But it is true. Artists come and go, leaving behind scratches on this surface, we call life. Hence the need to find a proper generalization for this phenomenon, putting a cliché for brevity and easiness.
Isn’t there everything for everyone in the world of music? It is like a smorgasbord with everything that you might need to get through this life. You just need to go through it and make your pick.
But how about the times when music was banned? How did children get answers to the questions we now do from songs?
Due to different reasons, songs and even whole albums have been banned and still are in some parts of the world.

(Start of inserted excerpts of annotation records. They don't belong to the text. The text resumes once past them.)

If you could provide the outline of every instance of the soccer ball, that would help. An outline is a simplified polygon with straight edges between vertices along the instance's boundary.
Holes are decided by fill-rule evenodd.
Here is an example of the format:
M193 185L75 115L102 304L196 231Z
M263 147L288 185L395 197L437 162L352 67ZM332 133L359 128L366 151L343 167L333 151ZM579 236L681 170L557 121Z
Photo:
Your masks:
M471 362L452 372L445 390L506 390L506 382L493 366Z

“Following the regulation to protect musical cultural works of 29 March 1939 (German Legal Reporter #77 […] of 4 April 1939), the Reich Music Examination Office has declared […] the musical works as undesired and harmful. Publishing, distributing or performing these works is forbidden in the German Reich.” Back in the day the Nazis attempted a transformation of German music by driving out not only Jewish performers and conductors, but also any music written by Jews, or music the Nazis thought inconsistent with their worldview.

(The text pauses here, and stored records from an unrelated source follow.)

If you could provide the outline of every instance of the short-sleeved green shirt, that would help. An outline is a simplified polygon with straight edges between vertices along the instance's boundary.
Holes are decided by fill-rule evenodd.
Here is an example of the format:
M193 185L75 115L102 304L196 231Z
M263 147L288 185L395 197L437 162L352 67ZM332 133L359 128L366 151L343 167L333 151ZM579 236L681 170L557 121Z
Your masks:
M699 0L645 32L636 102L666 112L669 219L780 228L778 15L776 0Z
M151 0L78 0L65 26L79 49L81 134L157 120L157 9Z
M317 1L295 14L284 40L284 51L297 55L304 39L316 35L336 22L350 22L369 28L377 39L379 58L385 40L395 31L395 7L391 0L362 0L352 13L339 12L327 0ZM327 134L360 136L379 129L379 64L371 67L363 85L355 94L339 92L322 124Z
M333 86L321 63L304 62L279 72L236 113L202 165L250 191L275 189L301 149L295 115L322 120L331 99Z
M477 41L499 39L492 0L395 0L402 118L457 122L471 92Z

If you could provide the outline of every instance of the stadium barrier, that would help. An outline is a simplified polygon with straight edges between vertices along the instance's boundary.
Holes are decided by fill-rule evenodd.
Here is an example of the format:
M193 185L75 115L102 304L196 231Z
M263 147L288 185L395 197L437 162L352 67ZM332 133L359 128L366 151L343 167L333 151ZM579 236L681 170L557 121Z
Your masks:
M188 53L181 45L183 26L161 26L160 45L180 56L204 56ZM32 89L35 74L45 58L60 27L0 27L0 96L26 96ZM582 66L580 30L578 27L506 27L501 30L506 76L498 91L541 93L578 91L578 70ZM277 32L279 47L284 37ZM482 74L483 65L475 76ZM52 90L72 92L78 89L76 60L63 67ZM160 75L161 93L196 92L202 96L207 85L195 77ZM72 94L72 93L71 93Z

Two Beatles’ songs from the album “Sgt. Pepper’s Lonely Hearts Club Band” were banned (excuse the pun) by the mighty BBC in 1967. Both “Lucy in the Sky of Diamonds” and “A day in the Life” were believed to inspire and motivate the youth to use bad substances, because of misconception in the name of the first (the acronym that it forms) and the psychedelic tunes they incorporate. Anyhow, these are wonderful songs that reached new heights back in their day and are still musical chef-d ‘oeuvres. Imagine if they banned Snoop Dogg’s songs on those grounds – he would not have a career.
In 2008, Icelandic singer and actress Björk performed in China a song called “Declare Independence”. All was well until the end came, where she repeatedly yelled “Tibet! Tibet!” in protest to China’s 58-year occupation of the territory. This easily won her a lifetime ban to the country.
World-renowned bands were banned in the communist era on the grounds of being violent, religiously obscure, vandal, mystic, punk or neo-fascist. People smuggled records and listened to them secretly in their storerooms, secluded in their attics or in loud groups locked in their basements.
Did you grow up in the times when rock and roll was banned? What records got through to you?